AlphaZero, like all of DeepMind’s gaming-related AI projects, generated data by playing random games with itself, which you cannot do in the real-world.
Why Game AI Fails in the Real World
Common sense can point to three reasons why game AI struggles to find utility in the real world:
Games are a completely self-contained problem where all possible events, variables, and outcomes are known. In the real-world, uncertainty and unknowns are everywhere and ambiguity is the norm.Data can be generated in games through randomized gameplay, but this cannot be done for most real-world problems. You can generate data with simulations (like the customer queue example above), but the data is only as good as the simulation which likely already has predictive value.Games can have deterministic outcomes and have all necessary information (other than what the adversarial player will do next), whereas real-world problems can be highly nondeterministic and have limited partial information.
It is for these reasons that games like Go, Chess, StarCraft, and DOTA 2 are easy to build AI for and yet difficult to utilize in the real world. On top of that, games have room for error and poor moves which can easily go unnoticed. In real world applications there is a lot less tolerance for error unless the application is uncritical, like pushing ads or social media posts. And again, the real-world is often going to prefer heuristics rather than experimental deep learning that has struggled to be logistically practical.
“If you’re in an environment where there is unlimited data available to learn, then you can be incredibly great at it, and there are many, many ways you can be great at it. The smarts about AI comes when you have limited data. Human beings like you and me, we actually learn with very limited data, we learn new skills with one-shot guidance. That’s really where AI needs to get to. That’s the challenge. We are working towards enabling true AI.”
From another perspective, one really should consider the P versus NP problem. I am surprised contemporary AI literature seems to eschew this topic, because it really is the key to truly unlocking effective AI. I highly recommend watching this video, and it is worth the 10 minutes.

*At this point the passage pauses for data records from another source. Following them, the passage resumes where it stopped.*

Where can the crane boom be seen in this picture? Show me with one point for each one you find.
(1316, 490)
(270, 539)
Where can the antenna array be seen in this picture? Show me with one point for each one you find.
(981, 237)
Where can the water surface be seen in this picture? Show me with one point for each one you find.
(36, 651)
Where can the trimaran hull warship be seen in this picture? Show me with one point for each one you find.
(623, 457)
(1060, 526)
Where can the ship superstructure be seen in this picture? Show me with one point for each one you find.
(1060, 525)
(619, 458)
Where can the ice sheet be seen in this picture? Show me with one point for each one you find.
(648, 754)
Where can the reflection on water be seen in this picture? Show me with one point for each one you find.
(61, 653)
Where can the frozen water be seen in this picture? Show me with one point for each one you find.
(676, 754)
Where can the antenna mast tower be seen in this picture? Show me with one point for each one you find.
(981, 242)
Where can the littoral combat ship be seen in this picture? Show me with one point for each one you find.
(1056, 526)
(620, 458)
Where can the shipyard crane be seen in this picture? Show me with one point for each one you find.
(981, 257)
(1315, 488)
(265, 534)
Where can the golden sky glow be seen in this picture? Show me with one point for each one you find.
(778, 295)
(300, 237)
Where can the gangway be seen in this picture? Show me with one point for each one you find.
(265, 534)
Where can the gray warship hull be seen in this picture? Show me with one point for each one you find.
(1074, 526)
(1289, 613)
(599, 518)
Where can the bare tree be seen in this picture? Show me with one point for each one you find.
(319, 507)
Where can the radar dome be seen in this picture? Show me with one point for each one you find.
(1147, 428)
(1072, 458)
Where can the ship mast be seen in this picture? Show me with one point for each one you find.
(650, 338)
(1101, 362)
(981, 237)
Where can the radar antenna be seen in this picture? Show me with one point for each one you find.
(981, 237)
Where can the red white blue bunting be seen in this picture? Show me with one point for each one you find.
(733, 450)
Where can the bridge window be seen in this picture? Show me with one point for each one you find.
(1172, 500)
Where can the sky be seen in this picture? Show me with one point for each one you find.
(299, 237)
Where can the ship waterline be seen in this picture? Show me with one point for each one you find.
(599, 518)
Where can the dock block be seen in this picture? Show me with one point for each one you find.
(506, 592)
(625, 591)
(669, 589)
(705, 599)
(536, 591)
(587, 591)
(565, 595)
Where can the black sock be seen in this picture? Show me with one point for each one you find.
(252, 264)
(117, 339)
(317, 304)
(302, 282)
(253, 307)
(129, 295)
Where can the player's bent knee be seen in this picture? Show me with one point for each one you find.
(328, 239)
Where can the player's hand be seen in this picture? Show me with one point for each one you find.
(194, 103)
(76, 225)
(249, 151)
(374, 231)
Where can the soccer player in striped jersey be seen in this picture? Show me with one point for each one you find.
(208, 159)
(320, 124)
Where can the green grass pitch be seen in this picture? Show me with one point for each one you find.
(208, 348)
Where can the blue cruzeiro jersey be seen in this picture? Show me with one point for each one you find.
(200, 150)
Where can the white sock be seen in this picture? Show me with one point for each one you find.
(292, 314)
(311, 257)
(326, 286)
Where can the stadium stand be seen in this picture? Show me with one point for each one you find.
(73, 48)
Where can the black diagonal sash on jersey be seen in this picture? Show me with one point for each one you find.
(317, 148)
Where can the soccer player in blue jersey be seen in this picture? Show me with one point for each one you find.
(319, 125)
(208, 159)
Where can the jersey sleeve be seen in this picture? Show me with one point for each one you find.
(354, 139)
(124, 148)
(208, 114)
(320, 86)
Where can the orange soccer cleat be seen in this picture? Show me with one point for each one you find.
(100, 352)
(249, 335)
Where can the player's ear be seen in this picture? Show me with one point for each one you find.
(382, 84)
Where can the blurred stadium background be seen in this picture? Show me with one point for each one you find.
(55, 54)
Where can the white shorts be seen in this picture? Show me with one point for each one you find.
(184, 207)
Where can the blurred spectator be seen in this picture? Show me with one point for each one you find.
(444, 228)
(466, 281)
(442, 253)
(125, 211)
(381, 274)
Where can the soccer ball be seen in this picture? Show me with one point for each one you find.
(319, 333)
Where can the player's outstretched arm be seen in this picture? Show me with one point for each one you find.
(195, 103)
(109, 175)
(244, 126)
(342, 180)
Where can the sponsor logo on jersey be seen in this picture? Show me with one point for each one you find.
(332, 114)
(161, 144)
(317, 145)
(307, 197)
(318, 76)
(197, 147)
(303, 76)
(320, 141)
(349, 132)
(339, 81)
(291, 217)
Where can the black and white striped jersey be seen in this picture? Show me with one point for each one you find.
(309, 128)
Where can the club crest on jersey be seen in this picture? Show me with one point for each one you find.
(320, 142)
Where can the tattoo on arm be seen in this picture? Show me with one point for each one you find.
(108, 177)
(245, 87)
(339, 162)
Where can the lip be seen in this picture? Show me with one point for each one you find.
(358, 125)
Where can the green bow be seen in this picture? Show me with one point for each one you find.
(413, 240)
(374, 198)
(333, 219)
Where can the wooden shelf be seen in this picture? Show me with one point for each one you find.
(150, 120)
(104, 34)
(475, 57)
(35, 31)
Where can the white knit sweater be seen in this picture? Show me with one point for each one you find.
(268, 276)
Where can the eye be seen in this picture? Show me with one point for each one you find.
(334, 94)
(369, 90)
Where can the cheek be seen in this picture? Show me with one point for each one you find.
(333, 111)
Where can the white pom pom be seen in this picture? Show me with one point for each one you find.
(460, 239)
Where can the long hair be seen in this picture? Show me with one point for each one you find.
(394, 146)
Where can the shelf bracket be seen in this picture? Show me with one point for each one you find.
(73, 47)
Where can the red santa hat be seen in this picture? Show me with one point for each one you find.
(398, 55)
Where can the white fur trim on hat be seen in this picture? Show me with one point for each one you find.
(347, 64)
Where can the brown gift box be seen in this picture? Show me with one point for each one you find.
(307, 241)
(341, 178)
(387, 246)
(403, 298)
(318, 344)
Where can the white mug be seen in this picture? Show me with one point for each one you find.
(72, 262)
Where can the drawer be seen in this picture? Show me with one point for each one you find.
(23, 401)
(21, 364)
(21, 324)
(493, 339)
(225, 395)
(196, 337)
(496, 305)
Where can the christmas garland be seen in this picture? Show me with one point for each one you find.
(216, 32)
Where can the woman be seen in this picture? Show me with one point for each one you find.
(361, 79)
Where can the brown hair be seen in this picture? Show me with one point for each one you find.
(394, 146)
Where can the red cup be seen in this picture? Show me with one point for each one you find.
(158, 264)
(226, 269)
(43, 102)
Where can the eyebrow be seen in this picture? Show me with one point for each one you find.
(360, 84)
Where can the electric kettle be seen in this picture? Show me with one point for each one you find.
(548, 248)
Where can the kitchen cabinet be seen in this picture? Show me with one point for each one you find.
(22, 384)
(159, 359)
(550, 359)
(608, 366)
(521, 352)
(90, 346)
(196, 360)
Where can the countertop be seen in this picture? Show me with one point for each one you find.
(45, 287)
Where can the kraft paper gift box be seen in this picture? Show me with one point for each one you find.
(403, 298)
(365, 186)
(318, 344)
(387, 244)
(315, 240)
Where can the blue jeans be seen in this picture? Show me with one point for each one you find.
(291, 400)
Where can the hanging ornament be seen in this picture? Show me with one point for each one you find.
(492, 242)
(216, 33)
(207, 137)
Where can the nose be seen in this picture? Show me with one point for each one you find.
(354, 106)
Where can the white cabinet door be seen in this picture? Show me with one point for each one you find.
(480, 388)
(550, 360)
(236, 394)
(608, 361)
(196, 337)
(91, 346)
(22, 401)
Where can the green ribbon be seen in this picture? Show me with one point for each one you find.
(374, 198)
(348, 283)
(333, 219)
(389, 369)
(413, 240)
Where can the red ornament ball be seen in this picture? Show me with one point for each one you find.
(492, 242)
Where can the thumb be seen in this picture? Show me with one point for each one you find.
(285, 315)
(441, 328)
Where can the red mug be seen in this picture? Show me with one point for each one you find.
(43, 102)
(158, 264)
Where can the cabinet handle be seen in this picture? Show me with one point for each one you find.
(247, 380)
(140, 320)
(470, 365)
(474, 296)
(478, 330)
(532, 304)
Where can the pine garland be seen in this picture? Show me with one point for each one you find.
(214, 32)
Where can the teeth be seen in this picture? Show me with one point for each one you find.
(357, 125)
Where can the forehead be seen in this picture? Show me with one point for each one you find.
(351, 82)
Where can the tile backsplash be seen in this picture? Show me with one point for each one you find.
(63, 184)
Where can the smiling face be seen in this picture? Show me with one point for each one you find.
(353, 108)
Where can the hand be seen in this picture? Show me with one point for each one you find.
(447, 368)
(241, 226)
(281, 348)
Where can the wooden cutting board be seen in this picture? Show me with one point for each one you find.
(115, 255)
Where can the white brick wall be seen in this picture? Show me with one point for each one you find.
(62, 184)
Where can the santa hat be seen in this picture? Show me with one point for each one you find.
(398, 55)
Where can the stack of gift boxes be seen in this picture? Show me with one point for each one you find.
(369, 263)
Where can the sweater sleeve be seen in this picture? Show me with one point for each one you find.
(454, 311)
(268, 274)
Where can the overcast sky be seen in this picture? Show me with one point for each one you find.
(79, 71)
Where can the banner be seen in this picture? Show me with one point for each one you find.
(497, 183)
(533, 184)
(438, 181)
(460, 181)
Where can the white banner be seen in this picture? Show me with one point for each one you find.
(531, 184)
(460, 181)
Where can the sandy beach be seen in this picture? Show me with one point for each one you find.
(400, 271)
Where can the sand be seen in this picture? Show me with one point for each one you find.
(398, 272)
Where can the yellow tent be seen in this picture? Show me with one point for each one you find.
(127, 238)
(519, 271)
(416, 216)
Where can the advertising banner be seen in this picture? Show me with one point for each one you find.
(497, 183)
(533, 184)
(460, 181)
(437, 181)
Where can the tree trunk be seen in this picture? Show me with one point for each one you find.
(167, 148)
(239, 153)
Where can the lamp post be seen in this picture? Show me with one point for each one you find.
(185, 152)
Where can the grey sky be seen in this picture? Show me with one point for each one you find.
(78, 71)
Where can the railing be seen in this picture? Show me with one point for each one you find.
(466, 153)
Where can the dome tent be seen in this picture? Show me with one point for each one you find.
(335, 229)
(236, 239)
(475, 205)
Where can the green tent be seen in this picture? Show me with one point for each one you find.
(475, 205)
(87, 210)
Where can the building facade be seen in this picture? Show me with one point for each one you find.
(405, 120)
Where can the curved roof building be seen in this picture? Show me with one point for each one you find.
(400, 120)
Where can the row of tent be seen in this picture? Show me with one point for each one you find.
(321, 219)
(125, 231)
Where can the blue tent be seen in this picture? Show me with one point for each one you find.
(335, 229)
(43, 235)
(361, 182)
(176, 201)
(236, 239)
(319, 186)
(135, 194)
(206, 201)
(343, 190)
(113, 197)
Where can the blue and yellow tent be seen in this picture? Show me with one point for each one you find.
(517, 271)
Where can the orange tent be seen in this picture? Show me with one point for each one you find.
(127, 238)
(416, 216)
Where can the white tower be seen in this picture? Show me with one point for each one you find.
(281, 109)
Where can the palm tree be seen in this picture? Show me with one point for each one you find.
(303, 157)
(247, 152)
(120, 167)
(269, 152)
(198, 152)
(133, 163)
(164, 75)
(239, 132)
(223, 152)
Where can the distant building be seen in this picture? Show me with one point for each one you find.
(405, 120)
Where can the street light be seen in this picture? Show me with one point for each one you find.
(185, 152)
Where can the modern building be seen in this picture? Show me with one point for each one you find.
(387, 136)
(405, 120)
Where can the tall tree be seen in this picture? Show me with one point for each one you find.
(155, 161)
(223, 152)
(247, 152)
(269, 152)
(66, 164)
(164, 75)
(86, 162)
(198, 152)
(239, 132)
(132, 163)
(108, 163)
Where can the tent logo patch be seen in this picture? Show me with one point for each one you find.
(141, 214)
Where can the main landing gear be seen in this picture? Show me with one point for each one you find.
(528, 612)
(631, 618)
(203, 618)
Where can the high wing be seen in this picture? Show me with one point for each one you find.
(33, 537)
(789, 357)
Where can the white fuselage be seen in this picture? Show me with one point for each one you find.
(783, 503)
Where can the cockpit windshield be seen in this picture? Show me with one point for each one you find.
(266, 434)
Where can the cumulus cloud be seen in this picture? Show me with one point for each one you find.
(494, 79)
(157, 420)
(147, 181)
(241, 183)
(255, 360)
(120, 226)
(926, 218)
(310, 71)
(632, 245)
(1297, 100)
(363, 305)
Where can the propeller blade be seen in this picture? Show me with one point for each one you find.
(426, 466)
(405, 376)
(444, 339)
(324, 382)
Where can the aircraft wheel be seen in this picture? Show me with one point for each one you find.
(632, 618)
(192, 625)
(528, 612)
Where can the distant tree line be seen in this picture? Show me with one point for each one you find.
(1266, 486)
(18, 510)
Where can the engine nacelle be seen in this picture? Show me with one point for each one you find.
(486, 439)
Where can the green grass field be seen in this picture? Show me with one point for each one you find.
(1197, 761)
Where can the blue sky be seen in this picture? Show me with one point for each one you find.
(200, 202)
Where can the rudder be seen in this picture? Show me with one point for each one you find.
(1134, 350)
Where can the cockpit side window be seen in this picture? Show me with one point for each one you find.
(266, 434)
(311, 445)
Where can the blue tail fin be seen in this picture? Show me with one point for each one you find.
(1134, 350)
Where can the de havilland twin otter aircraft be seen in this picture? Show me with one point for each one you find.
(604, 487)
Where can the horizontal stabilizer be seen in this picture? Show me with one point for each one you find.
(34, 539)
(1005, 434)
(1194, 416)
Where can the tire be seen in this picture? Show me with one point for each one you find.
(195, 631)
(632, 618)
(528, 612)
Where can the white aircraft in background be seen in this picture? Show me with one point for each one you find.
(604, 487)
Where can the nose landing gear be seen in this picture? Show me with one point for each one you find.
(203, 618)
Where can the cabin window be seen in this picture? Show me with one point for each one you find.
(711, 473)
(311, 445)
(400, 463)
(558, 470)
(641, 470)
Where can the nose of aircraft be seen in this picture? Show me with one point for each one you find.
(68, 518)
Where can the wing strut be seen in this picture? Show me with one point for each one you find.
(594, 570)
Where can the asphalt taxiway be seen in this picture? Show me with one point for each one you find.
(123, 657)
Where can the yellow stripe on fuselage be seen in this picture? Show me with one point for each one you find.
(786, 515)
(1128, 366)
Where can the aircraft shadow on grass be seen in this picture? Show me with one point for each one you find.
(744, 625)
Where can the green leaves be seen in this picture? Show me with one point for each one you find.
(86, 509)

Although it has been neither proven or disproven, more scientists are coming to believe that P does not equal NP. This is extremely inconvenient for AI research because it means complexity is always going to limit what we can do. I sometimes wonder if all these data-driven AI models of today are a frustrated attempt to move away from heuristics and try to work around the P versus NP problem. The irony is the process of optimizing loss in machine learning is still very much in the P versus NP problem space, and is one of the major reasons why machine learning is so hard.
Then again, it is likely real-world problems are not as sexy. Can you really use the Traveling Salesman Problem as a publicity stunt? Or is it cooler to have the algorithm win an adversarial match against a world champion of [put game here]? I guarantee you, the latter is more likely to make headlines and bring in the VC funding.